Le Ghana poursuit sa trajectoire désinflationniste avec un taux d’inflation de 6,3 % en novembre 2025, son plus bas niveau depuis la révision de l’indice des prix à la consommation en 2021. Il s’agit du onzième mois consécutif de recul, soutenu par un meilleur approvisionnement intérieur, la stabilisation du taux de change et l’atténuation des coûts énergétiques.
L’inflation alimentaire a enregistré une baisse notable, passant de 9,5 % en octobre à 6,6 % en novembre, sous l’effet du recul des prix des légumes, tubercules, fruits et poissons. L’inflation hors alimentation s’est également repliée de 6,9 % à 6,1 %. Les secteurs du logement, de l’électricité, de l’habillement et des transports ont été les principaux moteurs de cette accalmie, tandis que l’inflation des biens est descendue à 7,3 % et celle des services à 3,8 %. Le taux moyen tronqué, qui filtre les variations de prix les plus extrêmes afin de mieux refléter la tendance réelle de l’inflation, s’est établi à 6,2 %, confirmant une stabilisation plus profonde des prix.
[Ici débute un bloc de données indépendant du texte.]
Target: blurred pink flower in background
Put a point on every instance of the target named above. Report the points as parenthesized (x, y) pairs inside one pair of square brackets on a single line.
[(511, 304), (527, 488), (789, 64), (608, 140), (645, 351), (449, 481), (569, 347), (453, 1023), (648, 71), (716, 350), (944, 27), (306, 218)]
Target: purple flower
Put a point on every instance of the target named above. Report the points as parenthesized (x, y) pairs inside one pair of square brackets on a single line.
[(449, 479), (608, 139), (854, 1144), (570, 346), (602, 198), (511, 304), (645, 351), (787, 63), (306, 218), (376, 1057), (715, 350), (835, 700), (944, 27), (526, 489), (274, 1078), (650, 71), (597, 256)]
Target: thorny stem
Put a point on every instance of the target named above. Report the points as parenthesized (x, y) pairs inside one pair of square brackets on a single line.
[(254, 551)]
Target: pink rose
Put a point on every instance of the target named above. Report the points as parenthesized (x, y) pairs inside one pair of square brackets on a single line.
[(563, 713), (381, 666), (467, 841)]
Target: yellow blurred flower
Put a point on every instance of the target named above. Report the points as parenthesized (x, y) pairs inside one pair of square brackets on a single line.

La désinflation s’observe aussi bien sur les produits locaux que sur les importations. L’inflation des biens locaux a reculé à 6,8 % tandis que celle des biens importés a chuté à 5 %, portée par la baisse des cours mondiaux et la stabilité du cedi. Cette évolution traduit un ralentissement généralisé des pressions sur les prix dans l’ensemble des groupes de consommation.
Les disparités régionales demeurent marquées. La région de Savannah affiche un taux négatif de -0,02 %, soutenue par une bonne disponibilité alimentaire, alors que la région du Nord-Est enregistre la plus forte inflation avec 12,2 %. Les régions du Nord et du Haut-Ouest restent également sous pression en raison de contraintes logistiques persistantes. Le Grand Accra, principal centre de consommation du pays, représente toujours plus d’un cinquième des pressions inflationnistes nationales.
Toutefois, l’inflation mensuelle est remontée à 0,9 % en novembre après une baisse de 0,4 % en octobre, sous l’effet d’ajustements de prix dans certains biens non alimentaires, notamment la restauration, les produits de soins personnels et divers services. Un mouvement limité, qui ne remet pas en cause la tendance générale, mais rappelle que la trajectoire désinflationniste du pays reste sensible aux variations sectorielles à court terme.